3.   Now to prepare the zucchinis - cut up the zucchini and place them in a frying pan with the 1 tablespoon of soy sauce and 1 tablespoon of water along with the dried thyme. Cook until tender but still slightly crunchy (to help retain nutrients and to add texture to the salad).

4.   While the zucchini is cooking, bring another pot with some water to the boil. As it is coming to the boil finely chop the broccoli. Give it a rinse and then add it to the boiling water for about 30 seconds to 1 minute just until the color becomes bright green and the broccoli is tender (but also still slightly crunchy: when cooking vegetables you want to avoid cooking them to the point of being limp and “dead”). Now add your peas to the broccoli and water. Once the peas have been added, immediately take the pot over to the basin/sink to strain. Run under cold water to prevent the vegetables from cooking any further.

5.   In a bowl, add the zucchini and broccoli & peas together. Mix well and add ¼ - ½ teaspoon ground Himalayan sea salt.

6.   Add in diced avocado, chopped red cabbage, finely chopped scallions and chopped spinach. Add in toasted sesame seeds. Mix well.

7.   Once the lentils and eggplant are cooked and cooled down, add them to the mix.

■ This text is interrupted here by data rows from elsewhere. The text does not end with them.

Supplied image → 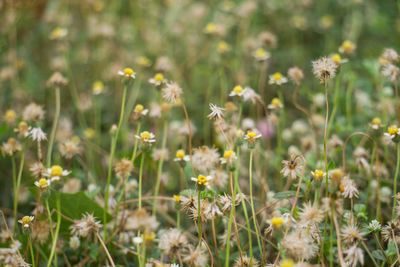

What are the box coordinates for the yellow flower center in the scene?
[280,259,295,267]
[21,216,32,225]
[218,41,229,53]
[224,150,233,159]
[271,98,281,107]
[84,128,95,139]
[138,56,150,66]
[233,85,243,93]
[205,23,216,33]
[173,195,181,202]
[388,125,399,136]
[331,53,341,63]
[342,40,354,50]
[372,117,381,125]
[123,68,134,76]
[176,149,185,158]
[4,110,16,121]
[51,165,63,177]
[273,72,283,80]
[256,48,266,57]
[39,178,48,187]
[154,73,164,82]
[140,131,151,140]
[197,175,208,185]
[313,169,325,180]
[135,104,144,113]
[247,131,257,139]
[144,232,156,241]
[271,217,284,227]
[93,81,104,93]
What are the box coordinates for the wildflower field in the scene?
[1,0,400,266]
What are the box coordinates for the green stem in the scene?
[361,240,380,267]
[327,73,340,138]
[345,74,355,129]
[225,171,236,267]
[47,194,61,267]
[28,235,36,267]
[11,156,17,234]
[104,84,128,240]
[249,149,263,259]
[177,208,180,230]
[374,232,389,263]
[13,143,25,234]
[47,87,60,167]
[393,142,400,219]
[130,122,141,163]
[152,120,168,215]
[138,153,145,209]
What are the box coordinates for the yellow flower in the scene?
[269,72,288,85]
[137,56,151,67]
[331,53,342,64]
[35,178,50,190]
[18,215,34,228]
[92,81,104,95]
[46,165,71,182]
[84,128,95,139]
[254,48,270,61]
[388,125,399,136]
[245,131,261,143]
[280,259,295,267]
[176,149,185,159]
[339,40,356,55]
[50,27,68,40]
[149,73,165,86]
[135,104,144,113]
[271,217,284,227]
[136,131,156,144]
[51,165,63,177]
[191,175,212,187]
[217,41,230,54]
[320,15,334,29]
[118,68,136,79]
[224,150,233,159]
[204,23,216,34]
[268,97,283,110]
[173,195,181,202]
[3,109,17,124]
[229,85,244,97]
[144,231,156,242]
[311,169,325,181]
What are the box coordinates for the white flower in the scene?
[253,48,270,61]
[148,73,166,86]
[132,236,143,244]
[34,178,51,189]
[29,127,47,141]
[242,87,260,103]
[45,165,71,182]
[368,220,382,232]
[18,216,34,229]
[162,82,183,103]
[207,103,225,120]
[384,125,400,139]
[118,68,136,79]
[229,85,244,97]
[191,175,213,188]
[269,72,288,85]
[135,131,156,143]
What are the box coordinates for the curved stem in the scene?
[47,194,61,267]
[13,143,25,234]
[47,87,60,167]
[104,84,128,239]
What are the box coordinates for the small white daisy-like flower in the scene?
[269,72,288,85]
[34,178,51,190]
[45,165,71,182]
[162,82,183,103]
[311,169,325,181]
[133,104,149,117]
[174,149,190,162]
[135,131,156,144]
[253,48,270,61]
[207,103,225,120]
[18,216,34,229]
[229,85,244,97]
[118,67,136,80]
[220,150,237,165]
[384,125,400,139]
[368,220,382,232]
[267,97,283,110]
[92,81,104,95]
[339,40,356,55]
[148,73,166,86]
[369,117,383,130]
[29,127,47,142]
[331,53,348,65]
[191,175,213,188]
[244,130,262,143]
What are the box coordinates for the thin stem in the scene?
[374,232,389,263]
[393,142,400,219]
[249,149,263,258]
[130,122,141,163]
[96,232,116,267]
[47,87,60,167]
[28,235,36,267]
[138,153,145,209]
[225,171,236,267]
[181,100,196,177]
[323,80,329,197]
[361,240,380,267]
[152,120,168,215]
[13,143,25,234]
[104,84,128,240]
[47,194,61,267]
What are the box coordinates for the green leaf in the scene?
[273,190,303,199]
[179,189,196,197]
[372,250,386,261]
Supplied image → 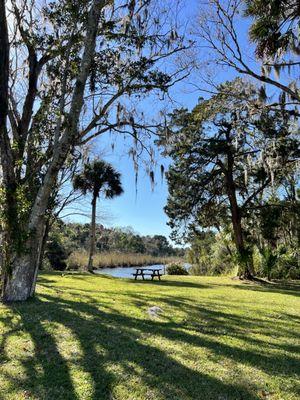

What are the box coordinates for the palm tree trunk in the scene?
[88,197,96,272]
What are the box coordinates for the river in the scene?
[94,264,190,278]
[94,265,166,278]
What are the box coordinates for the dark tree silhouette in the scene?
[73,160,123,272]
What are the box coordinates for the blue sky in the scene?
[66,0,259,240]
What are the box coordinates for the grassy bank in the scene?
[67,251,181,269]
[0,273,299,400]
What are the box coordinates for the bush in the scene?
[45,239,68,271]
[166,263,189,275]
[188,230,236,276]
[253,246,300,280]
[270,249,300,280]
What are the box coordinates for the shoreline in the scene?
[93,262,166,270]
[67,251,182,271]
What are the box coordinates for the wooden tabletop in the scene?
[135,268,162,271]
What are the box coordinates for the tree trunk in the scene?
[230,208,253,279]
[36,219,50,272]
[0,227,42,301]
[224,157,254,279]
[0,0,103,302]
[88,197,97,272]
[0,215,45,302]
[1,255,35,302]
[30,219,49,297]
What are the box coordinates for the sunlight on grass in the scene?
[0,273,299,400]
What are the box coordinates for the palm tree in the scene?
[73,160,123,272]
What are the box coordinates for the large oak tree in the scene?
[160,79,299,278]
[0,0,188,301]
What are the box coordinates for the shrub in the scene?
[45,239,68,271]
[188,230,236,276]
[252,245,300,280]
[166,263,189,275]
[270,249,300,280]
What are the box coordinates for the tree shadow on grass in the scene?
[110,291,300,375]
[37,272,300,295]
[226,281,300,298]
[36,278,300,378]
[126,279,213,289]
[0,293,272,400]
[0,302,80,400]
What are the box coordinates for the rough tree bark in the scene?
[0,0,26,301]
[0,0,104,302]
[1,227,43,301]
[227,180,253,278]
[224,148,254,279]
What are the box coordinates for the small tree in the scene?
[73,160,123,272]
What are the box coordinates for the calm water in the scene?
[94,265,166,278]
[94,264,190,279]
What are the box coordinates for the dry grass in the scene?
[67,251,181,270]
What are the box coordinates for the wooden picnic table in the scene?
[132,268,163,281]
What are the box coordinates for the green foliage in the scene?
[254,245,300,280]
[275,248,300,279]
[105,228,146,254]
[166,263,188,275]
[62,223,182,256]
[0,183,33,269]
[45,238,69,271]
[245,0,300,59]
[73,159,123,200]
[161,78,299,278]
[43,221,184,270]
[260,247,278,280]
[44,221,73,271]
[188,230,236,276]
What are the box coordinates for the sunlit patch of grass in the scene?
[0,273,299,399]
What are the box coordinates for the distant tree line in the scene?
[44,221,185,270]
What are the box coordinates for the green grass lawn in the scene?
[0,273,299,400]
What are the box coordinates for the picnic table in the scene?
[133,268,163,281]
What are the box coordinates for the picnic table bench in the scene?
[132,268,163,281]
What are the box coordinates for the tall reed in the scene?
[67,251,181,270]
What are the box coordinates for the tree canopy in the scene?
[0,0,188,300]
[160,78,299,277]
[196,0,300,106]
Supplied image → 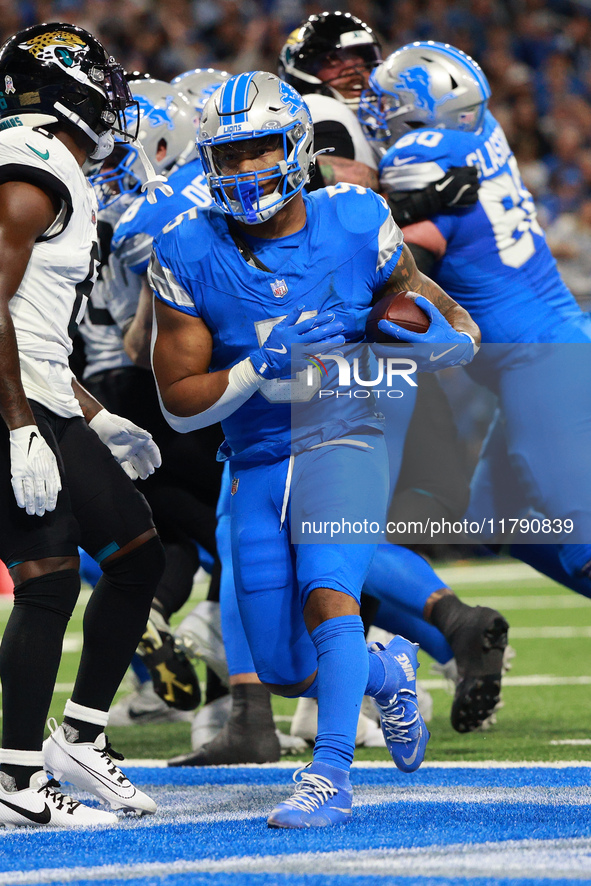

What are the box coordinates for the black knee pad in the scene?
[13,569,80,620]
[100,534,165,597]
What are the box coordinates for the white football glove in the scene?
[9,425,62,517]
[89,409,162,481]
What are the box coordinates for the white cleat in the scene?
[43,719,156,815]
[0,770,117,828]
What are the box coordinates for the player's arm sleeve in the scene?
[0,163,72,240]
[313,120,355,159]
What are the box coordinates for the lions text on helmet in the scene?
[198,71,315,225]
[0,22,137,160]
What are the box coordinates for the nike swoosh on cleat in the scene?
[60,746,136,799]
[0,797,51,824]
[429,345,458,362]
[267,345,287,354]
[330,806,352,813]
[401,728,422,767]
[26,144,50,161]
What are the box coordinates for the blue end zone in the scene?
[0,766,589,886]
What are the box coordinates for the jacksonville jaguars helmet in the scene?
[171,68,232,118]
[90,78,196,209]
[198,71,314,225]
[0,22,136,160]
[278,12,381,109]
[358,41,491,148]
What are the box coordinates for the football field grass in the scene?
[7,557,587,765]
[0,558,590,885]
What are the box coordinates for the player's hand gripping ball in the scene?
[365,291,430,342]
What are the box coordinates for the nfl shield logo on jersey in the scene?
[271,278,288,298]
[231,477,239,495]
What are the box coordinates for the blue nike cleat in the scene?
[267,762,352,828]
[369,635,430,772]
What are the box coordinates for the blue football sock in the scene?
[310,615,368,770]
[364,544,448,618]
[511,544,591,599]
[374,601,454,664]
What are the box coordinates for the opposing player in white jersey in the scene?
[83,76,227,723]
[0,23,166,826]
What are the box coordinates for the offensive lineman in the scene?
[149,71,480,827]
[0,24,165,826]
[367,42,591,588]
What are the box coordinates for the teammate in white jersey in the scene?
[0,23,166,827]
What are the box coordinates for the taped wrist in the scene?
[387,188,442,226]
[159,358,264,433]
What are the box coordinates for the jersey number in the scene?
[478,156,543,269]
[254,313,321,403]
[68,241,99,339]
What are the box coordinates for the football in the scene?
[365,291,430,342]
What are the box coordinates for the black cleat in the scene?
[449,607,510,733]
[168,684,280,766]
[139,609,201,712]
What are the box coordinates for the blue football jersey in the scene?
[150,185,403,463]
[379,111,591,344]
[112,157,212,275]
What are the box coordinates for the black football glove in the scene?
[387,166,480,226]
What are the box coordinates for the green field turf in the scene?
[3,558,590,765]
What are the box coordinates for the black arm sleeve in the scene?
[313,120,356,159]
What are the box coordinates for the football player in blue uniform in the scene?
[149,71,480,828]
[363,41,591,590]
[280,21,510,737]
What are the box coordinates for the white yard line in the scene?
[462,594,590,609]
[509,626,591,638]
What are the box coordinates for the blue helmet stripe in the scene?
[233,72,256,124]
[219,76,239,125]
[218,72,257,126]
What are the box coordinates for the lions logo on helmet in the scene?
[129,94,176,131]
[278,81,306,118]
[394,67,456,116]
[358,41,491,149]
[18,30,89,69]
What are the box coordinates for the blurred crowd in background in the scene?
[4,0,591,305]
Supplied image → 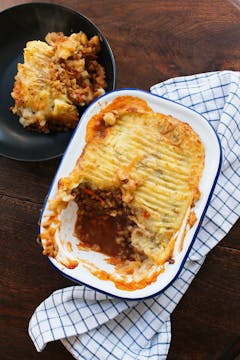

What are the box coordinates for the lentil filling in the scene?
[74,187,136,260]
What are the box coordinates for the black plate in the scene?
[0,2,116,161]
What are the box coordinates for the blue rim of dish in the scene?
[38,88,222,301]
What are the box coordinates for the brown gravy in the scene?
[74,188,134,260]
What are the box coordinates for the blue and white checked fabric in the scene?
[29,71,240,360]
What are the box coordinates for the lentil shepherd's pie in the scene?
[11,31,106,133]
[41,96,205,290]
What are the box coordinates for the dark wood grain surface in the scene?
[1,1,240,359]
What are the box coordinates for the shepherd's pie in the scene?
[11,31,106,133]
[41,96,205,290]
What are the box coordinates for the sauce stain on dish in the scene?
[90,266,165,291]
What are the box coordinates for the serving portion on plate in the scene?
[11,31,107,133]
[39,89,222,299]
[0,2,115,161]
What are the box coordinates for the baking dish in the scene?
[39,89,222,300]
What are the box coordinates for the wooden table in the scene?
[1,0,239,359]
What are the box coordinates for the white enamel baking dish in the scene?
[39,89,222,300]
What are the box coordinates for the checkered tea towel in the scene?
[29,70,240,360]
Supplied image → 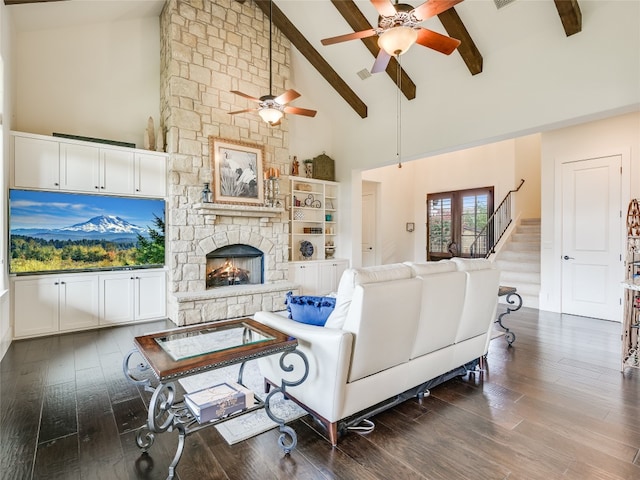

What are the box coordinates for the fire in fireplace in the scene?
[206,244,264,289]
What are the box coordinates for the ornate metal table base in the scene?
[496,286,522,346]
[123,348,308,480]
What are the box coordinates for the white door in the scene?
[59,274,100,331]
[135,153,167,197]
[60,143,100,192]
[13,277,59,337]
[561,155,622,321]
[362,192,376,267]
[101,273,135,324]
[135,271,166,320]
[101,149,134,194]
[13,135,60,190]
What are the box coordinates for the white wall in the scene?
[362,162,417,264]
[539,111,640,313]
[514,134,542,219]
[12,16,161,148]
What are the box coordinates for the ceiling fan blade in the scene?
[371,49,392,74]
[415,28,461,55]
[321,28,377,46]
[230,90,261,103]
[274,89,301,105]
[370,0,397,17]
[283,106,317,117]
[270,119,282,127]
[228,108,257,115]
[412,0,464,22]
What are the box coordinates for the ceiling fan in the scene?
[229,0,316,126]
[321,0,463,74]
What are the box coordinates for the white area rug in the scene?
[179,361,307,445]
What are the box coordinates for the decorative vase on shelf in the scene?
[300,240,314,260]
[201,183,212,203]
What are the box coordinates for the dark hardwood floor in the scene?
[1,307,639,480]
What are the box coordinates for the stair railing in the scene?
[469,179,525,258]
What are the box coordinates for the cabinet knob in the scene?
[54,282,59,285]
[54,182,59,186]
[60,281,65,285]
[100,186,105,189]
[95,186,99,189]
[130,277,135,280]
[136,188,140,192]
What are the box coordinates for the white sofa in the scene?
[254,258,500,445]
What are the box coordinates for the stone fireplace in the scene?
[160,1,299,326]
[166,204,298,326]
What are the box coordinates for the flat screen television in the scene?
[9,189,165,274]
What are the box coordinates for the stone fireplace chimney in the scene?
[159,0,298,325]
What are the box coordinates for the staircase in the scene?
[493,218,541,309]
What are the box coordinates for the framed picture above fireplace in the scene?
[209,137,264,206]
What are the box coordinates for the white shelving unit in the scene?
[288,176,339,262]
[286,176,348,296]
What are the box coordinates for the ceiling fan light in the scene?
[378,26,418,56]
[258,107,284,125]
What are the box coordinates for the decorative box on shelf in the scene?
[184,381,254,423]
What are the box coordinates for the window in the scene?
[427,187,494,260]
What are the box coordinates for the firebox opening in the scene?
[206,244,264,289]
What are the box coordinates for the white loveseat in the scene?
[254,258,500,445]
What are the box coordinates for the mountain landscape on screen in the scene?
[9,189,165,274]
[11,215,149,243]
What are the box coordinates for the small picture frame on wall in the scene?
[209,137,264,205]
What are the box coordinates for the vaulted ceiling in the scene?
[6,0,582,119]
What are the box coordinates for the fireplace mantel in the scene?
[194,203,285,222]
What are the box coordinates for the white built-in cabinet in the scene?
[12,269,166,338]
[10,130,168,339]
[101,270,166,325]
[11,131,166,197]
[288,259,348,296]
[13,273,100,337]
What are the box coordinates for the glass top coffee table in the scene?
[123,317,308,480]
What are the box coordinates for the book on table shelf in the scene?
[184,381,254,423]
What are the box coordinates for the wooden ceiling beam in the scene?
[438,7,483,75]
[330,0,417,101]
[4,0,65,5]
[553,0,582,37]
[254,0,368,118]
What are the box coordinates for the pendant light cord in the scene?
[397,54,402,169]
[268,0,273,96]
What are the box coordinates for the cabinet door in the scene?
[134,271,166,320]
[13,278,59,337]
[58,275,100,332]
[289,263,319,295]
[13,135,60,189]
[100,274,135,324]
[318,260,348,295]
[60,143,100,192]
[101,149,135,194]
[135,153,167,197]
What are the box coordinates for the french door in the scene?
[427,187,494,260]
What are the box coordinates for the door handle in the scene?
[368,247,373,250]
[563,255,575,260]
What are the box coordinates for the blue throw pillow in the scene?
[285,291,336,326]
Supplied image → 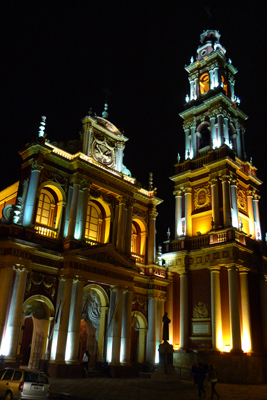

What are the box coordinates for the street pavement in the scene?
[49,376,267,400]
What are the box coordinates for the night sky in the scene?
[2,2,267,246]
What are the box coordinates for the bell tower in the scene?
[162,31,267,362]
[174,29,262,239]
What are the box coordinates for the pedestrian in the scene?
[191,362,198,385]
[196,362,206,398]
[208,364,220,399]
[82,350,90,377]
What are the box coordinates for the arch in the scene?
[85,198,112,243]
[199,73,209,94]
[80,284,109,365]
[131,311,147,364]
[37,180,66,202]
[83,283,109,307]
[132,217,148,261]
[197,122,211,150]
[20,295,55,369]
[35,181,66,238]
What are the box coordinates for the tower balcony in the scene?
[164,227,257,253]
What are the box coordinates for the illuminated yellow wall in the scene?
[192,213,212,235]
[0,181,19,219]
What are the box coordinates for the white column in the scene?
[22,164,42,227]
[180,272,188,349]
[184,188,192,236]
[82,124,92,156]
[116,143,125,172]
[66,279,84,362]
[209,69,214,89]
[97,306,108,362]
[0,268,14,344]
[221,176,232,227]
[210,117,216,147]
[184,128,190,160]
[175,191,183,238]
[253,194,262,240]
[217,114,224,146]
[120,288,133,364]
[68,179,80,238]
[191,126,196,158]
[239,269,252,352]
[227,265,242,352]
[2,268,27,361]
[166,273,174,344]
[147,208,157,264]
[63,186,73,238]
[259,276,267,351]
[116,197,126,251]
[124,200,134,255]
[111,286,123,365]
[190,80,194,100]
[210,269,222,351]
[210,179,219,229]
[146,296,157,364]
[247,189,255,239]
[224,117,230,145]
[235,127,242,159]
[81,185,89,240]
[54,278,73,362]
[106,288,116,363]
[230,177,238,229]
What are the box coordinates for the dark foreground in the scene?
[49,377,267,400]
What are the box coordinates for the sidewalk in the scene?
[50,376,267,400]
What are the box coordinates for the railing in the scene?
[131,252,145,264]
[34,224,58,238]
[165,228,248,253]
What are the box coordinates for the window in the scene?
[200,73,209,94]
[36,190,57,228]
[2,369,14,380]
[13,371,22,381]
[85,202,102,242]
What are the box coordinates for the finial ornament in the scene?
[102,103,109,119]
[177,153,181,163]
[167,227,171,240]
[38,116,46,137]
[148,172,153,191]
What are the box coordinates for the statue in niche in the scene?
[193,301,208,318]
[162,312,171,342]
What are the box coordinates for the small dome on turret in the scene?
[197,30,226,61]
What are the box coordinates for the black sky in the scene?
[2,2,267,246]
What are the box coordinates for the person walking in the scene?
[196,362,206,399]
[82,350,90,377]
[208,364,220,399]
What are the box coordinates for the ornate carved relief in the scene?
[237,188,247,212]
[193,301,209,318]
[194,185,211,209]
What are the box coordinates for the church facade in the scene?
[0,30,266,383]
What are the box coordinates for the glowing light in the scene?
[242,329,251,353]
[185,94,189,103]
[223,344,231,353]
[0,328,11,356]
[212,138,221,149]
[173,344,180,351]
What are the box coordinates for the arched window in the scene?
[36,190,57,228]
[200,73,209,94]
[131,220,146,264]
[85,202,103,242]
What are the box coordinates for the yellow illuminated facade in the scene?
[0,107,168,379]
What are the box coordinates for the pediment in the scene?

8.   Now to prepare the sauce: mix the tahini, soy sauce, half green chili, and red wine vinegar together and stir until emulsified.

9.   Pour over the salad and mix well. Taste and adjust seasoning to taste. It can also be delicious to add in some freshly squeezed lemon juice and an herb of choice (suggested herbs: basil, thyme, oregano or marjoram).

10.                 Check on the Sorghum. Once tender, drain it too and place in a serving bowl alongside the salad.